The QSP token was promoted and offered in an ICO starting in November 2017. Even before that, Quantstamp had incentivized people to promote the token on the blog with a “Proof of Caring” campaign. Supposedly, QSP solves “very important security problems of Ethereum smart contracts.” Readers of the blog were encouraged to spread this happy news and spread the word about the project. Quantstamp then published a whitepaper for investors that described in “highly technical terms” what benefits the QSP tokens would have. In doing so, it disregarded the rules that the SEC places on issuing securities, such as that the information about the security must be in plain language and must also describe risks.
One finds at Quantstamp more or less the same misleading that has already been described above.

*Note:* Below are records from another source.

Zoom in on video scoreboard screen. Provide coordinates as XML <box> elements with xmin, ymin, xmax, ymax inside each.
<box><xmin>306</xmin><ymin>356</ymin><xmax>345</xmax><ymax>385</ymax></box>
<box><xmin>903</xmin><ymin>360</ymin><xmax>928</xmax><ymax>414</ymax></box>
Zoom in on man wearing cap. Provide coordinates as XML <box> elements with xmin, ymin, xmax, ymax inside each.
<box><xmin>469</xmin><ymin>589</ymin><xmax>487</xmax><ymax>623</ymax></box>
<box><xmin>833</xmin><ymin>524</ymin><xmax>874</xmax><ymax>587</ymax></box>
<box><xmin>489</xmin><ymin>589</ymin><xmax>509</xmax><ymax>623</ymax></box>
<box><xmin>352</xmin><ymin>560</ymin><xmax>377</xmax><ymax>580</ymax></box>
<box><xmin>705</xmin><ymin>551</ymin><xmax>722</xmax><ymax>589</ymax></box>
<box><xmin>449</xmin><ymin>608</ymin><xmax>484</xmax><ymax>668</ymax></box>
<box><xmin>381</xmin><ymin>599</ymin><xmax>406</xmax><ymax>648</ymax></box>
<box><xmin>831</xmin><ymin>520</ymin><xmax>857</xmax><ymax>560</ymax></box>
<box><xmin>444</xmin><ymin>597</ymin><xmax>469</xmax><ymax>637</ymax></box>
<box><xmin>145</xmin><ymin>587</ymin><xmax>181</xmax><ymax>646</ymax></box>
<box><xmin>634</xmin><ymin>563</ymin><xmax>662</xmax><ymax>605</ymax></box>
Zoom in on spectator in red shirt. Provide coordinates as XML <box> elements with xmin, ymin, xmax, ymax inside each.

For example, the company left investors in the dark about the legal form of the tokens and even explicitly stated in the whitepaper that it was not a security token – while, according to the statement of claim, it was obviously a security token.
There are also misleading promises in the content. For example, the company advertised that QSP was similar to Bitcoin and Ethereum. Quantstamp is said to form “a permission-free and decentralized network like Ethereum and Bitcoin.” This naturally raised hopes among investors to invest in the next Bitcoin or Ethereum, a ploy we’ve seen from many questionable projects, and “take advantage of the market’s lack of understanding of how cryptocurrencies work.” Most investors were unaware that QSP had fundamentally different characteristics than a real cryptocurrency. As a result, Quantstamp’s class action lawsuit demands a full refund of the funds invested.
The lawsuits against the other token issuers argue similarly. For example, the Tron tokens (TRX) were created in a centralized process, unlike Bitcoin and Ethereum, but investors were unaware of this. Only after intensive research and later announcements by the TRON Foundation had this slowly become clear. Again, investors had been misled when they bought a security but thought it was not one. And so on.
The Red Wedding?
Whether class action lawsuits will actually become the “Red Wedding” of cryptocurrencies remains to be seen. In many cases, it will likely be details that lawyers can argue about for a long time, and often token issuers will likely be able to defend themselves with unclear jurisdictions and laws that are not fully drafted until after the ICO. Nevertheless, the wave of lawsuits has the potential to set several precedents that will in turn become the catalyst for new lawsuits.
For example, the lawsuits frequently cite the conviction of Block.one for issuing a security with EOS without authorization. That ruling earned Block.one a relatively small fine, but set a precedent for a token issuer to violate U.S. securities laws. With the class actions, Kyle Roche is both building on that – by suing the various token issuers – but also trying to set new precedents by also suing the exchanges that offer these tokens for trading.
A favorable outcome for the plaintiffs in the lawsuits could have far-reaching consequences for many players in the crypto scene. Anyone who has issued tokens or trades them must ask themselves whether they could also become the target of further class actions.